When cleaning painted cabinets, you don't have to treat them with kid gloves, but you can't use extreme methods, either. Whether the finish is lacquer or semi-gloss paint, you can dull it by rubbing it with abrasive cleaners or cleaning tools and by washing it with strongly alkaline or acidic detergents. You seldom need harsh cleaners anyway, even if your white cabinets have yellowed.
Best Cleaning Method
Start with the gentlest cleaning method and progress to stronger ones as needed. Avoid using anything that will leave an extra film coating, such as wax or oil soap.
Wipe down the cabinets with a damp rag to remove dust and surface grime. If you clean your cabinets regularly, you might not have to do much more than this.
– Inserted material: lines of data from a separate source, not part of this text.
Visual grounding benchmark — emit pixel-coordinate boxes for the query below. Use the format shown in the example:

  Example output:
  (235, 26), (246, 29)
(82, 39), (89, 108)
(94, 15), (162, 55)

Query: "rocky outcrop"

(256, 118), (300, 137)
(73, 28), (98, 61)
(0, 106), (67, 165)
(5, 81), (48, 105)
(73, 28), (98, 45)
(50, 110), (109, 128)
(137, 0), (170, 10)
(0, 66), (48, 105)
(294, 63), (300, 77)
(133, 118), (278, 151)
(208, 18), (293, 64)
Mix a soap or detergent solution to remove kitchen grease and stains that won't come off with water. Maid Brigade recommends adding a cup of laundry or detergent to 2 cups of warm water, but in most cases, you probably don't need such a strong cleaner. A few squirts of grease-cutting dish detergent in a gallon of warm water may be enough -- add more if necessary. Rinse well with a damp rag after washing; then dry with a clean rag.
Remove the yellow tinge left by cooking oils with an all-natural grease buster made by combining 1 cup vinegar with 2 cups of warm water and adding a tablespoon of baking soda. The mixture produces a satisfying fizz as the acetic acid in the vinegar cuts quickly through the oils. Baking soda is alkaline and acts as a mild soap as well as a deodorizer. Rinse with a damp rag and dry the surface with a separate rag.
Even though your cabinets are painted, they can be damaged by standing water. If you get water on any horizontal surfaces, be sure to wipe it up.